Ognuno di noi, secondo il proprio ruolo e la propria responsabilità, dall’ambito personale o sociale, d’impegno per la giustizia e la libertà per realizzare il Bene Comune. In ogni ambito siamo chiamati ad essere: profeta e sentinella, come richiamava papa Francesco ai sindacalisti, lo scorso 28 giugno. Credo che le esigenze che sono richiamate, possano valere anche per noi tutti qui presenti, secondo la propria identità e vocazione.
La prima esigenza è la profezia, e riguarda la natura stessa del sindacato, la sua vocazione più vera. Il sindacato è espressione del profilo profetico della società.

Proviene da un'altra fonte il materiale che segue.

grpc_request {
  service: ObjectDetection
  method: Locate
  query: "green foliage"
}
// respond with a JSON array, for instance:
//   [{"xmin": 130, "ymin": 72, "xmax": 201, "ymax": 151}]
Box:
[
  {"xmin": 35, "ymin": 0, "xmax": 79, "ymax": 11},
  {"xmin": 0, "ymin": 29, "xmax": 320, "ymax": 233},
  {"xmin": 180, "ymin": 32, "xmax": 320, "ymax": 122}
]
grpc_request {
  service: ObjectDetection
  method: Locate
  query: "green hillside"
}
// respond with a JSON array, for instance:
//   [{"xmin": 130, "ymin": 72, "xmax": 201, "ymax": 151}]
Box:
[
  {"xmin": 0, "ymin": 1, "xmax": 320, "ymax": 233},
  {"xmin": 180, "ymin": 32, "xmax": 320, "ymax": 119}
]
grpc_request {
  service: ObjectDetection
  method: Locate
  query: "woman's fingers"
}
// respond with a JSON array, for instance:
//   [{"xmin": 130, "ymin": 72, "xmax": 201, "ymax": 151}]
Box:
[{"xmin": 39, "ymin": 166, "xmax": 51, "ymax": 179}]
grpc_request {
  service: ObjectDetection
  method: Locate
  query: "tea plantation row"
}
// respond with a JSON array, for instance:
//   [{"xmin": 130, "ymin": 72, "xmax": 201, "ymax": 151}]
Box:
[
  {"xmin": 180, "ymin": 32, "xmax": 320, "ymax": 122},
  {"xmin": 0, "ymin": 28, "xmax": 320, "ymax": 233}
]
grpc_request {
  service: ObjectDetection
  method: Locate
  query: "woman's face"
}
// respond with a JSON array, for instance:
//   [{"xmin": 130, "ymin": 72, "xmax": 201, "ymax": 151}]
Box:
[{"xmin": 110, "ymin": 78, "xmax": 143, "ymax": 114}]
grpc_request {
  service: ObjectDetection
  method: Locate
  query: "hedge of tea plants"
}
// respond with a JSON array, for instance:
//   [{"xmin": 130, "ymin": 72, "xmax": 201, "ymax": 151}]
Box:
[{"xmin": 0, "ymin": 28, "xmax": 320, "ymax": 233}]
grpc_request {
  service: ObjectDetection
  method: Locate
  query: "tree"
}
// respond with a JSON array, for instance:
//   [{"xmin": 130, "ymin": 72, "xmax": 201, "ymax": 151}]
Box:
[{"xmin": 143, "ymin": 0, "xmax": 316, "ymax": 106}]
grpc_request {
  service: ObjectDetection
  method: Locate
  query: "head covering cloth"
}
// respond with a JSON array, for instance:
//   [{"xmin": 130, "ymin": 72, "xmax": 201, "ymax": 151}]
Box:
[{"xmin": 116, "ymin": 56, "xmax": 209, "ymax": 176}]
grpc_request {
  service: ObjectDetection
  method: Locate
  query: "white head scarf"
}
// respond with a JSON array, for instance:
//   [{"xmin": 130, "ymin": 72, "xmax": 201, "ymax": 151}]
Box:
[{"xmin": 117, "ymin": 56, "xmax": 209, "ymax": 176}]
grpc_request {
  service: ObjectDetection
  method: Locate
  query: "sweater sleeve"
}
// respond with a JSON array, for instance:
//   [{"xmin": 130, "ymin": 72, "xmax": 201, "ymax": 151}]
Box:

Il sindacato nasce e rinasce tutte le volte che, come i profeti biblici, dà voce a chi non ne ha, denuncia il povero “venduto per un paio di sandali” (cfr Amos 2,6), smaschera i potenti che calpestano i diritti dei lavoratori più fragili, difende la causa la causa dello straniero, degli ultimi, degli “scarti”.
La seconda sfida è l’innovazione. I profeti sono delle sentinelle, che vigilano nel loro posto di vedetta. Anche il sindacato deve vigilare sulle mura della città del lavoro, come sentinella che guarda e protegge chi è dentro la città del lavoro, ma che guarda e protegge anche chi è fuori delle mura. Il sindacato non svolge la sua funzione essenziale di innovazione sociale se vigila soltanto su coloro che sono dentro, se protegge solo i diritti di chi lavora già o è in pensione. Questo va fatto, ma è metà del vostro lavoro. La vostra vocazione è anche proteggere chi i diritti non li ha ancora, gli esclusi dal lavoro che sono esclusi anche dai diritti e dalla democrazia.
Il lavoro, quindi, valore fondamentale dell’uomo e della società. Mi sembra questo il messaggio che il martirio di Filippo Intili, oggi ci ricorda, con la forza del suo sangue versato perché la giustizia prevalga sulla violenza e ogni forma di “mentalità mafiosa e omertosa”.
Come Filippo Intili, anche noi dobbiamo essere: martiri (cioè testimoni), profeti (annunciare la verità e la legalità), sentinelle (che vigilano) per annunciare che la notte sta per finire, il sole sta per sorgere, il nuovo giorno è iniziato. Viviamo come figli della luce, operatori di giustizia nella verità, uomini e donne liberi che sanno creare una società giusta e libera da ogni forma di violenza.
Padre Giovanni Calcara, domenicano

1 commento:

vera pegna ha detto...

Carissimo Giovanni, frate amico, leggo e condivido ogni parola. Filippo Intili era comunista e noi comunisti dobbiamo tendere ad essere etici, ovvero intransigenti sui principi morali, eretici, rifiutando ogni forma di conformismo e profetici, cercando di prevedere e - per quel po' che è possibile - disegnare il futuro. E' così che insieme, credenti e non credenti continueremo, la mano nella mano, a lavorare per un avvenire migliore.